An eye? Of all things which might happen, I question threatening the loss of an eye. Perhaps it stemmed from an Old Testament reference to Samson, who lost his eyes in a very unpleasant manner. In that story, not one eye but both orbs were lost and there was definitely no ‘fun and games’ involved. Perhaps this parental threat was a vague reference to past medieval horrors and tortures? Perhaps they just repeated what their parents and neighbor had said? But I digress.
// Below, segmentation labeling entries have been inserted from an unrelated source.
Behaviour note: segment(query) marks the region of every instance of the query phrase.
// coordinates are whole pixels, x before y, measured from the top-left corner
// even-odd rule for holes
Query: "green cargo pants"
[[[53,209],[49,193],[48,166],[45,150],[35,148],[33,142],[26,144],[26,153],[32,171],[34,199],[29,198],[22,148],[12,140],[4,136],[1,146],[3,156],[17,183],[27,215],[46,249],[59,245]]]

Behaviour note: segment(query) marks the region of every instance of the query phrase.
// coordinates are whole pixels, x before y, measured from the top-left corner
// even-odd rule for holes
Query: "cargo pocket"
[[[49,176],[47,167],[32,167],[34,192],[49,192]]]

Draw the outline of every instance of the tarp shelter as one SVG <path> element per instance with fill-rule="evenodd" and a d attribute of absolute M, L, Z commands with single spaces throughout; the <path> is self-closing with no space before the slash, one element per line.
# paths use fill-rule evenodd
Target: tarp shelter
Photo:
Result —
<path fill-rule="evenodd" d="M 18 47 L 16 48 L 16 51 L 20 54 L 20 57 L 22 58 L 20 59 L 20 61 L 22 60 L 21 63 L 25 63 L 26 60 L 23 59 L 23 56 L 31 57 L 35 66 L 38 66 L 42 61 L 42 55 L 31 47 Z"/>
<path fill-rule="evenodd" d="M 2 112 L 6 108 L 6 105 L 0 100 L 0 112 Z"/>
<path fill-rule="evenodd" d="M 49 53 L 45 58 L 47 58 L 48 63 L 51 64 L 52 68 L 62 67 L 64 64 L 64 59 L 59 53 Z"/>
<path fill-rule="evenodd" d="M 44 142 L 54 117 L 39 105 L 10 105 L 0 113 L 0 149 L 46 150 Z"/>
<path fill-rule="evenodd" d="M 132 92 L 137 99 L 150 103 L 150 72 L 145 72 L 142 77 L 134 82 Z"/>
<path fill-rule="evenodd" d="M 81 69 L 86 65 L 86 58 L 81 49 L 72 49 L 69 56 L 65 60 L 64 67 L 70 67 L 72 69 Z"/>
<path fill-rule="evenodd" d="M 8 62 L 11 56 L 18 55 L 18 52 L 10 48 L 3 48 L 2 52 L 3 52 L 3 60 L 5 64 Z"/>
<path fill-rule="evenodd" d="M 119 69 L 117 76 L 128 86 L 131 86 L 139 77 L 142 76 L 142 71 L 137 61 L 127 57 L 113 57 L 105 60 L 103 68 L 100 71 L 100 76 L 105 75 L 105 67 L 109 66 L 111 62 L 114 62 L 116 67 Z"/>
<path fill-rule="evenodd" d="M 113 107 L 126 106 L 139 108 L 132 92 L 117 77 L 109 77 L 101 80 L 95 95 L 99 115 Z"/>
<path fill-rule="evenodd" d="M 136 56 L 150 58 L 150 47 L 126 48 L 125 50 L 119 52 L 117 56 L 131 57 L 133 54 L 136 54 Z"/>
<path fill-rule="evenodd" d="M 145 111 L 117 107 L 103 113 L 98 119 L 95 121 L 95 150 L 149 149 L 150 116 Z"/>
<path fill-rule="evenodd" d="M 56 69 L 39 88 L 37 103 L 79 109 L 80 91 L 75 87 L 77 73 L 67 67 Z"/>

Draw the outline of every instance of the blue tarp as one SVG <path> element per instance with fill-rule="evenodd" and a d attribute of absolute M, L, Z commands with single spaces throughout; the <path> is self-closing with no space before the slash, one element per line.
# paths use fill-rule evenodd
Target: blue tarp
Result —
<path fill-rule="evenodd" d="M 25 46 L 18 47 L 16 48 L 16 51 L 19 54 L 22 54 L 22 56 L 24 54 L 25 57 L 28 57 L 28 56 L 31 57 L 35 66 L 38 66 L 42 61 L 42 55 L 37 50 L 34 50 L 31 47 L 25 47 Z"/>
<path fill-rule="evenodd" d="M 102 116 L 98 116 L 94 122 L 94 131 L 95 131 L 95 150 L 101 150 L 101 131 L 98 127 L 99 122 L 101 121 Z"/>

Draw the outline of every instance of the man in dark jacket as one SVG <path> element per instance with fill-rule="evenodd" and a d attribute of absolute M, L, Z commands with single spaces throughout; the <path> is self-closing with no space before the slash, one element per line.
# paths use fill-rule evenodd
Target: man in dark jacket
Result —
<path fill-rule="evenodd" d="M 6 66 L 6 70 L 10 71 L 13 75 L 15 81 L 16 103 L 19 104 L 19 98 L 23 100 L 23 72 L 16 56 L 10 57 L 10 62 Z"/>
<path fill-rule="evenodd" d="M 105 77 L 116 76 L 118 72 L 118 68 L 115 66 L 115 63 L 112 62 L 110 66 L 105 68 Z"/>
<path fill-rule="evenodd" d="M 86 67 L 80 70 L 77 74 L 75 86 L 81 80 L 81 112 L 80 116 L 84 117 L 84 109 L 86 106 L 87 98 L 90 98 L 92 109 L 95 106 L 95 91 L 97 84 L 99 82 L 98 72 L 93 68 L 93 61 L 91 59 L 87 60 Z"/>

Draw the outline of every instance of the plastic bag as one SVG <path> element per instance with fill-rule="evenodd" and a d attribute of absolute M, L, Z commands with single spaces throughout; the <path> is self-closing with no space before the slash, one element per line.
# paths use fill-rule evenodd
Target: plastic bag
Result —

I managed to jam a knitting needle a half inch into the back of my throat. That was an odd day. It was a long time ago, but it happened and there were no eyes involved, expect those of the wide eyed family doctor who looked at me and asked, ‘You did what now?’ I answered simply as I sat in his office, ‘I jabbed a knitting needle into my throat. It was an accident’. Perhaps that was an unnecessary explanation.

Our taciturn doctor with the New Jersey accent, who thought he had seen it all, sighed, leaned back in his squeaky leather chair and said, ‘Well, there is a first time for everything’. I looked at him. He was intimidating. ‘It was an accident’ I repeated, unnecessarily.

I was rewarded for my efforts with a week’s worth of antibiotics, a period of difficult swallowing, a small bumpy scar way at the back of my palate, which eventually disappeared…and I have not engaged in any more knitting.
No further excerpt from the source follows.